[This is a copy of a post on my blog PhysicsStop, sci.waikato.ac.nz/physicsstop, 10 December 2013]
Recently there’s been a bit of discussion in our Faculty on how to get a reliable evaluation of people’s teaching. The traditional approach is with the appraisal. At the end of each paper the students get to answer various questions on the teacher’s performance on a five-point Likert Scale (i.e. ‘Always’, ‘Usually’, ‘Sometimes’, ‘Seldom’, ‘Never’.) For example: “The teacher made it clear what they expected of me.” The response ‘Always’ is given a score of 1, ‘Usually’ is given 2, down to ‘Never’ which is given a score of 5. An averaged response of the questions across students gives some measure of teaching success – ranging in theory from 1.0 (perfect) through to 5.0 (which we really, really don’t want to see happening).
We’ve also got a general question – “Overall, this teacher was effective”. This is also given a score on the same scale.
A question that’s been raised is: Does the “Overall, this teacher was effective” score correlate well with the average of the others?
I’ve been teaching for several years now, and have a whole heap of data to draw from. So, I’ve been analyzing it (for 2008 onwards), and, in the interests of transparency, I’m happy for people to see it. For myself, the question of “does a single ‘overall’ question get a similar mark to the averaged response of the other questions?” is a clear yes. The graph below shows the two scores plotted against each other, for different papers that I have taught. For some papers I’ve had a perfect score – 1.0 by every student for every question. For a couple scores have been dismall (above 2 on average):
What does this mean? That’s a good question. Maybe it’s simply that a single question is as good as a multitude of questions if all we are going to do is to take the average of something. More interesting is to look at each question in turn. The questions start with “the teacher…” and then carry on as in the chart below, which shows the responses I’ve had averaged over papers and years.
Remember, low scores are good. And what does this tell me? Probably not much that I don’t already know. For example, anecdotally at any rate, the question “The teacher gave me helpful feedback” is a question for which many lecturers get their poorest scores (highest numbers). This may well be because students don’t realize they are getting feedback. I have colleagues who, when they give oral feedback, will prefix what they say with “I am now giving you feedback on how you have done” so that it’s recognized for what it is.

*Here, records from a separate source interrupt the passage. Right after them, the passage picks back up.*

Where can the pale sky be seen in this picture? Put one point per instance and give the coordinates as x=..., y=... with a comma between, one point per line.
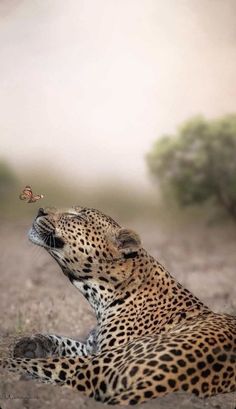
x=88, y=85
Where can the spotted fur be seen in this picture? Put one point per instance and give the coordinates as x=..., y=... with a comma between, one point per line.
x=152, y=336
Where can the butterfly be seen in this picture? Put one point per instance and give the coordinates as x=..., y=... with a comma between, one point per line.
x=28, y=195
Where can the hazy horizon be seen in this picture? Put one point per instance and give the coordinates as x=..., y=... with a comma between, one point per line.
x=88, y=86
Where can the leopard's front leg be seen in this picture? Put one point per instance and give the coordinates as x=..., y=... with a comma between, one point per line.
x=40, y=346
x=48, y=370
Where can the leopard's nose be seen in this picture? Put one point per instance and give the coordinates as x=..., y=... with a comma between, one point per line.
x=41, y=212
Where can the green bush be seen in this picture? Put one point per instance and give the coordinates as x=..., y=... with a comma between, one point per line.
x=198, y=163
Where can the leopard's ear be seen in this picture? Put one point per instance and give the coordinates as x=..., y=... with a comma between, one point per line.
x=127, y=242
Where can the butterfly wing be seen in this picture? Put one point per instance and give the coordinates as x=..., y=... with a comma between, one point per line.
x=26, y=193
x=34, y=198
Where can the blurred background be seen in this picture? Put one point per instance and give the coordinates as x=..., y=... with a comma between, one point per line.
x=129, y=107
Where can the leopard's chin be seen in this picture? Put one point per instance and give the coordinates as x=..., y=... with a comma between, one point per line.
x=35, y=238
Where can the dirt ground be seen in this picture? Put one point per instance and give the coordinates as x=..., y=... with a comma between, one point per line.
x=36, y=297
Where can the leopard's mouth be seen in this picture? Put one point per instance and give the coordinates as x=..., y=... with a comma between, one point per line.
x=47, y=239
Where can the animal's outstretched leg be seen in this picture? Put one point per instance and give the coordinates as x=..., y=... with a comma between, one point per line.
x=40, y=346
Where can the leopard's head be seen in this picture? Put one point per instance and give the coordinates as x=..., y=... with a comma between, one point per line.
x=85, y=242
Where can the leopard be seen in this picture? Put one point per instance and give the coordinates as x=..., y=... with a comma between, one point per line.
x=153, y=336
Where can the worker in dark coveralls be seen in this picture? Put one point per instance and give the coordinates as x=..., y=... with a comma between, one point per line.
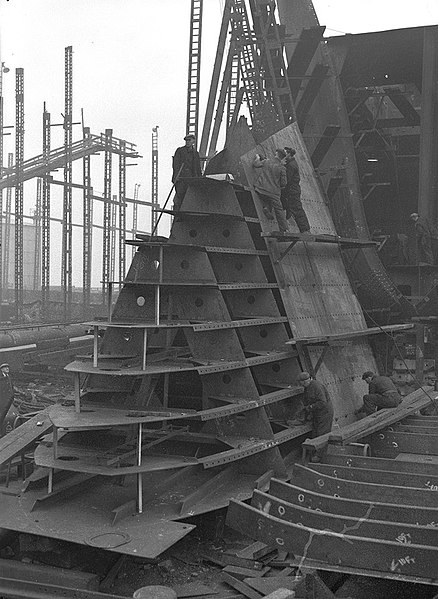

So, another question. How much have I improved in recent years? Surely I am a better teacher now than what I was in 2008. I really believe that I am. So my scores should be heading towards 1. Well, um, maybe not. Here they are. There are two lines – the blue line is the response to the question ‘Overall, this teacher was effective’, averaged over all the papers I took in a given year; the red line is the average of the other questions, averaged over all the papers. The red line closely tracks the blue – this shows the same effect as seen on the first graph. The two correlate well.
So what’s happening. I did something well around 2010 but since then it’s gone backwards (with a bit of a gain this year – though not all of this year’s data has been returned to me yet). There are a couple of comments to make. In 2010 I started on a Post Graduate Certificate of Tertiary Teaching. I put a lot of effort into this. There were a couple of major tasks that I did that were targeted at implementing and assessing a teaching intervention to improve student performance. I finished the PGCert in 2011. That seems to have helped with my scores, in 2010 at least. A quick peruse of my CV, however, will tell you that this came at the expense of research outputs. Not a lot of research was going on in my office or lab during that time. And what happened in 2012? I had a period of study leave (hooray for research outputs!) followed immediately by a period of parental leave. Unfortunately, I had the same amount of teaching to do and that got squashed into the rest of the year. Same amount of material, less time to do it, poorer student opinions. It seems a logical explanation anyway.
Does all this say anything about whether I am an effective teacher? Can one use a single number to describe it? These are questions that are being considered. Does my data help anyone to answer these questions? You decide.